Two public consultation events were also held in June 2018, attended by around 450 people, at which 65% of people who completed feedback forms said they supported the scheme, with only 15% opposed.

The plans for the  £17m Treadmills scheme set out a comprehensive redevelopment of the 3.5-acre site, including a mix of retail units, offices, cafés and restaurants, a cinema, apartments and car parking.

A CGI image of the new Treadmills complex.

The focal point of the development will be a newly-created civic square and performance space.

The scheme also includes Northallerton’s first “changing places” fully accessible toilet facility.

The details include:

  • Conversion of the site’s five remaining listed former prison buildings to form offices, apartments, shops, cafés and restaurants, as well as a heritage centre displaying memorabilia and archives from the jail.
  • A four-screen cinema, above three new restaurant units.
  • Creation of a new public square in the courtyard formed by the former prison buildings and cinema.
  • Three new retail units, including an anchor Lidl store.
  • Provision of 127 parking spaces and 18 cycle spaces, to supplement off-site provision.
  • A new highway access and related road improvements, as well as enhanced connectivity and signage between the site and nearby High Street.

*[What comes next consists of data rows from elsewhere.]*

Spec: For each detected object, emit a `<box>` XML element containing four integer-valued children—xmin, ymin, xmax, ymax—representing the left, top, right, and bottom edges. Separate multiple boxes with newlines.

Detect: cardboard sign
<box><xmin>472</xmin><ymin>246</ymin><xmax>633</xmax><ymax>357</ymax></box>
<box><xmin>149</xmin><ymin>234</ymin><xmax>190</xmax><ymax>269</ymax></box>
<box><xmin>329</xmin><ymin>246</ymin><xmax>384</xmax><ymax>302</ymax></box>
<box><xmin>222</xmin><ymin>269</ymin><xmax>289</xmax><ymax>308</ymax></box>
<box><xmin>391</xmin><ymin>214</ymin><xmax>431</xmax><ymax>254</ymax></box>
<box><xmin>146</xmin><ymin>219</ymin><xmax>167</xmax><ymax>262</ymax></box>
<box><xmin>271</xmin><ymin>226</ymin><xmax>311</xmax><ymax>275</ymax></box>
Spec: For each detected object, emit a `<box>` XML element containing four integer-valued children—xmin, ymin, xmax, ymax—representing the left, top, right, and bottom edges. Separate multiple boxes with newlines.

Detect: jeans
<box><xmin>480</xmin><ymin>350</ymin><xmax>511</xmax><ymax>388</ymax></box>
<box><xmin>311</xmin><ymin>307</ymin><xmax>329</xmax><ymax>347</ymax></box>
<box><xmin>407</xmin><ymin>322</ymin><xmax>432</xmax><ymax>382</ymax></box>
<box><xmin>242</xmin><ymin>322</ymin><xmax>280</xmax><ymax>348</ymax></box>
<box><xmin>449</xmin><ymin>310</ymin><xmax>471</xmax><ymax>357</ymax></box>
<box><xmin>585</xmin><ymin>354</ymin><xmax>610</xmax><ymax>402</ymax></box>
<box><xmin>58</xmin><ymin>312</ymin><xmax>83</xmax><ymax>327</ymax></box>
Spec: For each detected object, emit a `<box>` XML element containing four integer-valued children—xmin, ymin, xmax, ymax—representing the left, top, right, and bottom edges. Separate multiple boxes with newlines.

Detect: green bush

Summarising the scheme, the application says: “The development proposals will deliver major, transformational change to this area of Northallerton. This heritage-led scheme will redevelop a vacant local landmark and deliver a mix of uses, to the benefit of the local community and economy.”

The prison buildings to be incorporated within the development are the former Staff Tenement Block, Governor’s House, 1818 Female Wing, 1852 Female Wing and Link Building. Conversion of these buildings will respect their history and heritage and key period features such as the cell windows will be retained.

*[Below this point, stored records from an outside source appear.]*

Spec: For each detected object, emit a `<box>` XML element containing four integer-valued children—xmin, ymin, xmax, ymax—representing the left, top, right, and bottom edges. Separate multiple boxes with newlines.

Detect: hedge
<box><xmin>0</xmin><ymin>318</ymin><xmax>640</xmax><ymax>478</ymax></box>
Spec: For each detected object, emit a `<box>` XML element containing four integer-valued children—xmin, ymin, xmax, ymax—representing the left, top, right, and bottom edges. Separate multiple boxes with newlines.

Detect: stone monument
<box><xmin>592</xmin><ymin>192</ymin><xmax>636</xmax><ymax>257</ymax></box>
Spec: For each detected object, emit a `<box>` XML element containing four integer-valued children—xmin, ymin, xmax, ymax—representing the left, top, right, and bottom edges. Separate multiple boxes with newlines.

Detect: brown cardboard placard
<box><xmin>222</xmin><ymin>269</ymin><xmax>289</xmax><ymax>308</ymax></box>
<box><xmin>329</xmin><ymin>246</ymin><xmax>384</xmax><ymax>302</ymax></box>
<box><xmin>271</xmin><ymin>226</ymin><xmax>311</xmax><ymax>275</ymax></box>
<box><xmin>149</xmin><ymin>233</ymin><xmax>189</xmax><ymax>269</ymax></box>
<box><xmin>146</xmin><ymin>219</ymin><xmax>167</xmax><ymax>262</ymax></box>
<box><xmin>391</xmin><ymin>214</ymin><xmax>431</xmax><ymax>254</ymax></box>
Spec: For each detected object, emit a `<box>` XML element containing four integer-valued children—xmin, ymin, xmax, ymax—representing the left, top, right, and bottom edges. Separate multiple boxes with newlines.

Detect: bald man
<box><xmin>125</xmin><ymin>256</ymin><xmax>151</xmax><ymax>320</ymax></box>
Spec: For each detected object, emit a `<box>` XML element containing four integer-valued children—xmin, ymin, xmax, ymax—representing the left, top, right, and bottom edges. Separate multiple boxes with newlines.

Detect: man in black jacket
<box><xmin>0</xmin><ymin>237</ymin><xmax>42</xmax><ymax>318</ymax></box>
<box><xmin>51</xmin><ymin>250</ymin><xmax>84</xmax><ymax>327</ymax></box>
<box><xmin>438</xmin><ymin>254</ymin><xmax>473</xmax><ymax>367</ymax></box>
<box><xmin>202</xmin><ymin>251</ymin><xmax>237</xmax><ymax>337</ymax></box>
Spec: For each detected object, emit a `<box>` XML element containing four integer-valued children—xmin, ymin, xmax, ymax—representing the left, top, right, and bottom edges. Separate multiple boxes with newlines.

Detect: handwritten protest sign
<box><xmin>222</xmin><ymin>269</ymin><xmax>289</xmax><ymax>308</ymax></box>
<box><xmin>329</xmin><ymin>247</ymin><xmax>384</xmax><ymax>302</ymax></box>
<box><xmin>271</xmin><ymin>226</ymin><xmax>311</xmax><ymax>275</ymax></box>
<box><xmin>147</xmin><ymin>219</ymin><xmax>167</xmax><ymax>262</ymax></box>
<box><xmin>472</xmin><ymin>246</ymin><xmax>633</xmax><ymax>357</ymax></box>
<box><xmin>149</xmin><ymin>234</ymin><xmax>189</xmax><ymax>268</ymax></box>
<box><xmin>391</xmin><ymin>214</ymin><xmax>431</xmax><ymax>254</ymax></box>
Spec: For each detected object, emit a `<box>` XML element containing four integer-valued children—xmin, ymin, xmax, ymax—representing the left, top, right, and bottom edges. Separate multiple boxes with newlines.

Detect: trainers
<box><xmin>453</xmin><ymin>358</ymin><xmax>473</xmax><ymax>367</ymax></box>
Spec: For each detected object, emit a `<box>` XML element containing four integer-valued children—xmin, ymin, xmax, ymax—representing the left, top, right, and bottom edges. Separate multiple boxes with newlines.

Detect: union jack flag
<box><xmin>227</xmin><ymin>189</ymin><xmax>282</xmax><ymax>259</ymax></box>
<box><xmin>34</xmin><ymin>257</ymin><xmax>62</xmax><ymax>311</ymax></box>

The application says the scheme will “renovate, repair and sensitively convert the original prison buildings and bring vacant heritage assets back into active and beneficial use”. It adds that the proposed new buildings within the scheme have been carefully designed to “respect the form, scale and materials” of the retained listed buildings.

The developers say the plans will:

  • Bring a derelict local landmark back to life in a scheme delivering significant benefits for the local community and economy.
  • Create up to 200 jobs, in addition to employment during construction.
  • Strengthen Northallerton town centre and consolidate the town’s role as the principal centre of Hambleton district.
  • Stimulate investment into Northallerton, help to secure long-term economic growth and boost the evening leisure economy.
  • Improve Northallerton’s retail and leisure offering, provide greater choice and reduce the need for local people to travel to other locations to meet their needs.
  • Create a new, high-quality civic square just two minutes’ walk from the High Street.
  • Provide office space for new and growing digital businesses.

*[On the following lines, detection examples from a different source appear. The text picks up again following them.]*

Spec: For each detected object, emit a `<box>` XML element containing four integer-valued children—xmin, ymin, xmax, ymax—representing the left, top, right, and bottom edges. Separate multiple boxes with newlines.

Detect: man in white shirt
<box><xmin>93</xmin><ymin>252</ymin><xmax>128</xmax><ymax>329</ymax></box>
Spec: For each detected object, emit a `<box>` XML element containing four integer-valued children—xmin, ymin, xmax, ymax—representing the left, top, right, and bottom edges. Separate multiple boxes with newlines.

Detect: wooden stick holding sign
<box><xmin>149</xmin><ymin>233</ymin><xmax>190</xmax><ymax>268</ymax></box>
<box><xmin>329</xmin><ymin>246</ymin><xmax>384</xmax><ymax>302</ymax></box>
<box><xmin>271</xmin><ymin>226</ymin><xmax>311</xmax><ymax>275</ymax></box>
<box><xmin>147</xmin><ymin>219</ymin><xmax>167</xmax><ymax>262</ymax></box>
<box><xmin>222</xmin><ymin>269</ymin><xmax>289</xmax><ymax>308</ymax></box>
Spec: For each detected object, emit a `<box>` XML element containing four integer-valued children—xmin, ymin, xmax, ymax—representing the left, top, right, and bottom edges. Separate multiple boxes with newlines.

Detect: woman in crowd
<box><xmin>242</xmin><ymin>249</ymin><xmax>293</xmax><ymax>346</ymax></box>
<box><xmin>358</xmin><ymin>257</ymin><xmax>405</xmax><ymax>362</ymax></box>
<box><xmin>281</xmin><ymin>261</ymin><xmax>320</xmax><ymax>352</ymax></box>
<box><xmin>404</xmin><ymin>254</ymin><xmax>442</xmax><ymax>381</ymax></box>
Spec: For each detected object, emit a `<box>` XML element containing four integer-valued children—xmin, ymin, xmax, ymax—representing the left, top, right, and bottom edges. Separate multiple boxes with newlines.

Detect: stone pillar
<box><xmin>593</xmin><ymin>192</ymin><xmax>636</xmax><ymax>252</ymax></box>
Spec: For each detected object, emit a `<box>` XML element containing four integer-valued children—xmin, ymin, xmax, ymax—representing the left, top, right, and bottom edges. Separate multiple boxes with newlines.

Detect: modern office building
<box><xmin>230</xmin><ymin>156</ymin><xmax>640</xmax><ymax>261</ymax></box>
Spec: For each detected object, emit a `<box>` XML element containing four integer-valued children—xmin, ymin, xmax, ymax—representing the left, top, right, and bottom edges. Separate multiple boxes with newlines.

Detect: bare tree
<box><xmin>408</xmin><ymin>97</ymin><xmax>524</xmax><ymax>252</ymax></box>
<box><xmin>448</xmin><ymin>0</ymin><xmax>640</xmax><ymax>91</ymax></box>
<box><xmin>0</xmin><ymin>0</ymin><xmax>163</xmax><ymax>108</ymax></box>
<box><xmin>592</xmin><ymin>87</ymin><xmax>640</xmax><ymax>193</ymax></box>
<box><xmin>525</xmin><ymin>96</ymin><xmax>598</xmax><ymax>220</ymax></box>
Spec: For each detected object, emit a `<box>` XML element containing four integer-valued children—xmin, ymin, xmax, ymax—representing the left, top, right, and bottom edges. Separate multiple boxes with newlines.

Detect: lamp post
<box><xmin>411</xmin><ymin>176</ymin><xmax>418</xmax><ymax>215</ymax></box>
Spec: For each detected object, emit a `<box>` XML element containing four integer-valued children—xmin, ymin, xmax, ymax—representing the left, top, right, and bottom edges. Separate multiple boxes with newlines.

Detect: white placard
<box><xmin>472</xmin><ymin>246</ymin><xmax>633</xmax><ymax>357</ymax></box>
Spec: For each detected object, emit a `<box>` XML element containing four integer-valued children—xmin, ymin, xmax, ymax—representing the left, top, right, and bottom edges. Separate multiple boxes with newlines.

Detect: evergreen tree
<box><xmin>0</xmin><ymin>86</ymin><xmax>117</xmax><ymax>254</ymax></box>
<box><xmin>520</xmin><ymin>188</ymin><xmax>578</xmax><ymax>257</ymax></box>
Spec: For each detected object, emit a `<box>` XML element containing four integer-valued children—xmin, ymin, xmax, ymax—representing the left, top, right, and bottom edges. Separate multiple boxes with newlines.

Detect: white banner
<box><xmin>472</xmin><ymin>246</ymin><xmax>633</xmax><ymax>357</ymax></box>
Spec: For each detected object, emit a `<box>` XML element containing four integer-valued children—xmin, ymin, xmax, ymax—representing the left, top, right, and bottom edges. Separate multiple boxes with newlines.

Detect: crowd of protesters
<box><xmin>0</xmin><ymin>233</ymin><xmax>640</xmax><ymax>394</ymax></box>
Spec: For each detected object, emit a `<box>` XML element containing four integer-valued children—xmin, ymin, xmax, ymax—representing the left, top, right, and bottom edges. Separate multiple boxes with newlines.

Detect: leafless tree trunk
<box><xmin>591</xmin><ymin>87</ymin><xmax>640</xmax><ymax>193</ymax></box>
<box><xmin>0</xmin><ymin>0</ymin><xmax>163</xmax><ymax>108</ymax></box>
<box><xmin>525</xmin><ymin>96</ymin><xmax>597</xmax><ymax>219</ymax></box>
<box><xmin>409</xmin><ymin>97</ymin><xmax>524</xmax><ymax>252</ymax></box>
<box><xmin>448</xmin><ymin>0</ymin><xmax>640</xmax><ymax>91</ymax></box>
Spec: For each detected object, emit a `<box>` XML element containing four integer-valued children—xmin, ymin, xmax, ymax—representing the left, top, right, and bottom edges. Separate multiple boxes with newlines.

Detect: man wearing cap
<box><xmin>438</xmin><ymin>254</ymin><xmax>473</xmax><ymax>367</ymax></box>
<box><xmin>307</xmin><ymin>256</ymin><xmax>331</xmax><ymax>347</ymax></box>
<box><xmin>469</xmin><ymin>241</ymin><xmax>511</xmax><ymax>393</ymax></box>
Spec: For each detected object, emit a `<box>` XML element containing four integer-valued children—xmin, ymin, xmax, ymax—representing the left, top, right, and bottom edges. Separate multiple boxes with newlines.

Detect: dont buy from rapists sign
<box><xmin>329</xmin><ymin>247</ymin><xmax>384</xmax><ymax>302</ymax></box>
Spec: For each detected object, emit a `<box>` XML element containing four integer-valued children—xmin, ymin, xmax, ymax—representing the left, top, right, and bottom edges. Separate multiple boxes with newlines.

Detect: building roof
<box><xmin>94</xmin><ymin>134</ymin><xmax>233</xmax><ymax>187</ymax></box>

A feature of the development will be the presence of technology incubator the Centre for Digital Innovation (C4DI), which is an organisation that helps companies grow and traditional businesses innovate.

C4DI will operate the offices and co-working spaces to support the development of start-up and growing businesses in the digital tech sector.

C4Di at Treadmills will be based on the C4DI operation in Hull’s Fruit Market, which has seen continual growth since its launch in 2015 and which the developers say has played a key role in Hull becoming established as one of the UK’s fastest-growing digital hubs.

Wykeland Development director Jonathan Stubbs said: “A huge amount of work has gone into developing the vision for Treadmills and translating that into this detailed planning application.

“We’ve worked very closely with Historic England to ensure these plans pay full respect to the unique history and heritage of Northallerton Prison while also setting out exciting proposals for the future of this key strategic site.

“This scheme has been designed to extend and enhance the town centre and bring new vibrancy to Northallerton, including through a stronger and more dynamic evening economy. It will also create a new, high-quality destination and public space, strongly linked to the commercial heart of the town.

“Treadmills will provide new investment, facilities and jobs to complement existing provision in Northallerton and ensure the continued economic growth and prosperity of the town for years to come.”

Northallerton Prison housed prisoners for more than 230 years before closing in 2013. Two years later Hambleton District Council bought the site from the Ministry of Justice to secure a key strategic site for redevelopment.

Subject to planning consent, the Treadmills development is proposed to be delivered in phases, beginning with construction of the retail units to the south of the site, with work expected to begin in early 2019.